The health researchers also recommend:
— a 5 milligram THC limit on all servings of cannabis and 10 milligram maximum THC limit per package

— half of cannabis packaging be devoted to warnings like “increased risk for addiction, cancer, reproductive toxicity, cardiovascular disease, respiratory, and neurological problems (long-lasting detrimental changes in brain function) … The labels would be large (at least 50% of packaging) on front and back, and not limited to just the sides.”

— state approval of all cannabis marketing. “Advertising and marketing statements and claims should be evidence-based and approved by the Department of Public Health. Marketing claims about the product improving sex, energy, sleep, weight reduction, vitamin supplements, among other health-related claims that would increase product appeal should be prohibited.”
In essence, anti-tobacco officials think cannabis should be treated exactly as if the United States were going back in time and first legalizing tobacco, even though the two are vastly different in terms of major health factors like addiction and cancer, said Paul Armentano, deputy director of NORML, on AirTalk yesterday:
"Again, we need to provide some context in this conversation.

Marijuana is not tobacco and marijuana is not alcohol.

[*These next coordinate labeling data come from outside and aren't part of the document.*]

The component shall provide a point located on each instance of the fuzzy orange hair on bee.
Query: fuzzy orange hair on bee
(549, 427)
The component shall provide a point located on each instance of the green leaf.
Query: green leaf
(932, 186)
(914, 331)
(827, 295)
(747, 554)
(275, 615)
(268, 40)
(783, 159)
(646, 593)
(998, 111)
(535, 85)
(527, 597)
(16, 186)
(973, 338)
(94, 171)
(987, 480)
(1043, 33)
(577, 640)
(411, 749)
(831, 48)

Tobacco is one of the leading causes of preventable death in this country. Marijuana doesn’t register on the radar screen. Alcohol contributes to four percent of all mortality worldwide, again cannabis does not show up on the radar.

The long-term effects on respiratory function and particularly on cancer that see directly association to tobacco smoke exposure we do not those same significant adverse effect in individuals that are exposed even to long-term marijuana smoke exposure.

While there may be some similarities in the composition of the combustive smoke itself, there are significant chemicals in tobacco versus marijuana and they do seem to have disparate effects on health."
This "fanatic" nanny state is not likely to be implemented soon, wrote Dale Gieringer, with California NORML.

"If you're into heavy-handed public health regulation, Stan [Glanz]'s your man. The report vastly inflates the health hazards of smoked marijuana, but concedes that it shouldn't be criminalized. Rather, it calls for stigmatizing it as much as possible," he wrote. "Fortunately, their ideas are unlikely to go anywhere, except in the remote possibility that Michael Bloomberg is elected president."

In related news, anti-tobacco groups are again working to define any device that vaporizes or aerosolizes any plant as “smoking,” ignoring any known or future scientific differences between the two.

Pending bill AB 6 defines: '"smoking' as inhaling, exhaling, burning, or carrying any lighted or heated cigar, cigarette, or pipe, or any other  lighted or heated tobacco or plant product intended for inhalation, whether natural or synthetic, in any manner or in any form. Includes the use of an electronic smoking device  that creates an aerosol or vapor, in any manner or in any form, or the use of any oral smoking device for the purpose of circumventing the prohibition of smoking.”